Hi all,
Trying to run DESeq2 and I'm getting many cores engaged despite setting parallel = FALSE and trying to set BiocParallel register(SerialParam(), default = TRUE).
Simply doing the following leads to 36 cores engaged, which has been problematic because I've needed the cores for other things:
library(DESeq2)
set <- readRDS('~/expressionset.rds')
dds <- DESeqDataSetFromMatrix(counts(set),
colData = pData(set),
design = ~condition)
dds <- DESeq(dds, parallel = FALSE)
Registering the SerialParam() as the default put it at the top of the list, but did not make a difference when running DESeq.

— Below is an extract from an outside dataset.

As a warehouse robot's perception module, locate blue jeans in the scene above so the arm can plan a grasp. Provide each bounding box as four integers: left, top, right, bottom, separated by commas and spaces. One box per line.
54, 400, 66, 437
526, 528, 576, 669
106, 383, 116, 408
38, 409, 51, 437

register(SerialParam(), default = TRUE)
registered()
$SerialParam
class: SerialParam
bpisup: FALSE; bpnworkers: 1; bptasks: 0; bpjobname: BPJOB
bplog: FALSE; bpthreshold: INFO; bpstopOnError: TRUE
bpRNGseed: ; bptimeout: 2592000; bpprogressbar: FALSE
bpexportglobals: TRUE
bplogdir: NA
bpresultdir: NA
$MulticoreParam
class: MulticoreParam
bpisup: FALSE; bpnworkers: 4; bptasks: 0; bpjobname: BPJOB
bplog: FALSE; bpthreshold: INFO; bpstopOnError: TRUE
bpRNGseed: ; bptimeout: 2592000; bpprogressbar: FALSE
bpexportglobals: TRUE
bplogdir: NA
bpresultdir: NA
cluster type: FORK
$SnowParam
class: SnowParam
bpisup: FALSE; bpnworkers: 78; bptasks: 0; bpjobname: BPJOB
bplog: FALSE; bpthreshold: INFO; bpstopOnError: TRUE
bpRNGseed: ; bptimeout: 2592000; bpprogressbar: FALSE
bpexportglobals: TRUE
bplogdir: NA
bpresultdir: NA
cluster type: SOCK
I've also tried passing 1 worker to BiocParallel, but it ends up engaging more cores (about 60).
dds <- DESeq(dds, parallel = TRUE, BPPARAM = MulticoreParam(1))
estimating size factors
estimating dispersions
gene-wise dispersion estimates: 1 workers
mean-dispersion relationship
final dispersion estimates, fitting model and testing: 1 workers
-- replacing outliers and refitting for 307 genes
-- DESeq argument 'minReplicatesForReplace' = 7
-- original counts are preserved in counts(dds)
estimating dispersions
fitting model and testing
Narrowing it down, it looks like the estimateDispersions function is where the core usage gets out of hand.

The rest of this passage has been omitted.